W sobotni wieczór FC Barcelona mocno cierpiała na boisku rywala, ale udało się jej pokonać Celtę Vigo 2:1 w ramach 25. kolejki La Ligi (więcej tutaj). Bohaterem Blaugrany okazał się Robert Lewandowski, który zdobył dwie bramki.
Sporo się wydarzyło przy decydującym trafieniu kapitana reprezentacji Polski. W polu karnym sfaulowany został Lamine Yamal, a sędzia Juan Pulido bez wahania wskazał na 11. metr.
Do piłki podszedł Lewandowski. 35-latek chciał zmylić bramkarza, ale Vicente Guaita wyczuł intencje Polaka i rzucił się we właściwy róg. Odbił strzał naszego reprezentanta, lecz jego radość trwała krótko.
Główny arbiter szybko otrzymał z wozu VAR potwierdzenie, że Guaita złamał przepisy. W momencie oddawania strzału przez "Lewego" wyszedł przed linię bramkową tak, że żadna z jego stóp nie miała z nią kontaktu.

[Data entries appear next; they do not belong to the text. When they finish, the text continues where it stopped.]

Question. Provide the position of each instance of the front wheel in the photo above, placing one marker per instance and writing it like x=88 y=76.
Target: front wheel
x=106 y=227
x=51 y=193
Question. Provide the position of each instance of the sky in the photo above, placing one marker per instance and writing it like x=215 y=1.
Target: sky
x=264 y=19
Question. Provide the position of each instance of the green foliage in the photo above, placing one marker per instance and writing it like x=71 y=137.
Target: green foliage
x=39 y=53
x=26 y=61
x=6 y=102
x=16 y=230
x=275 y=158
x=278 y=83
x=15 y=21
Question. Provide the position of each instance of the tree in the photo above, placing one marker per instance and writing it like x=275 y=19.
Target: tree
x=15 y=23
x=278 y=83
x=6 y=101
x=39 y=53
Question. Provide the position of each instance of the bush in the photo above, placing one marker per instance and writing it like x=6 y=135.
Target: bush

Wobec powyższego sędzia nakazał powtórzenie rzutu karnego. Tym razem bramkarz gospodarzy zareagował zbyt późno, a Lewandowski posłał piłkę tuż przy słupku (zobacz wideo poniżej).

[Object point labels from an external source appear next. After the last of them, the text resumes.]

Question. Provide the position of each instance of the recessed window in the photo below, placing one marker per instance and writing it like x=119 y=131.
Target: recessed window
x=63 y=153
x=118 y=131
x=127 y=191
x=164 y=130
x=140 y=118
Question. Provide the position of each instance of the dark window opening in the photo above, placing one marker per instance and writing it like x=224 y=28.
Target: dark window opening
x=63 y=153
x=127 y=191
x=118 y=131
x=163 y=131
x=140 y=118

Co ciekawe także przy powtórzonym rzucie karnym Guaita wyszedł przed linię bramkową. Jednak zgodnie z przepisami gol został już uznany i lider Blaugrany mógł cieszyć się z drugiego trafienia w sobotnim spotkaniu.

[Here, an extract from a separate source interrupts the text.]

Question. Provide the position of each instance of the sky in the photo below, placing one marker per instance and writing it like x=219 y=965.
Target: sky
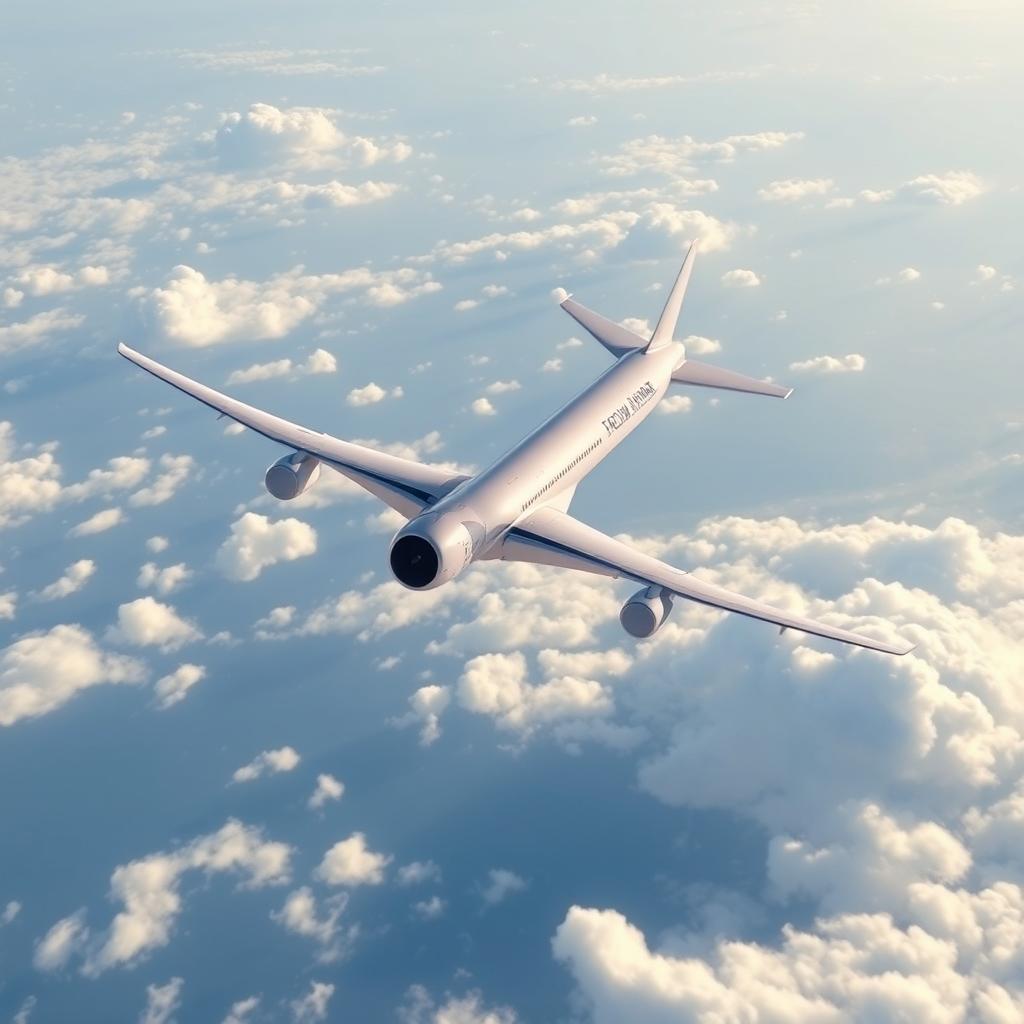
x=250 y=778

Lewandowski strzelił swoją 12. bramkę w sezonie 2023/2024 w ramach rozgrywek La Ligi. FC Barcelona wygrała ostatecznie z Celtą Vigo i dzięki temu ma po 25 spotkaniach w swoim dorobku 54 punkty. Kataloński klub zajmuje w tabeli trzecią pozycję.
Czytaj także:
Mbappe ciągle się waha? "Ostatecznej decyzji jeszcze nie podjął"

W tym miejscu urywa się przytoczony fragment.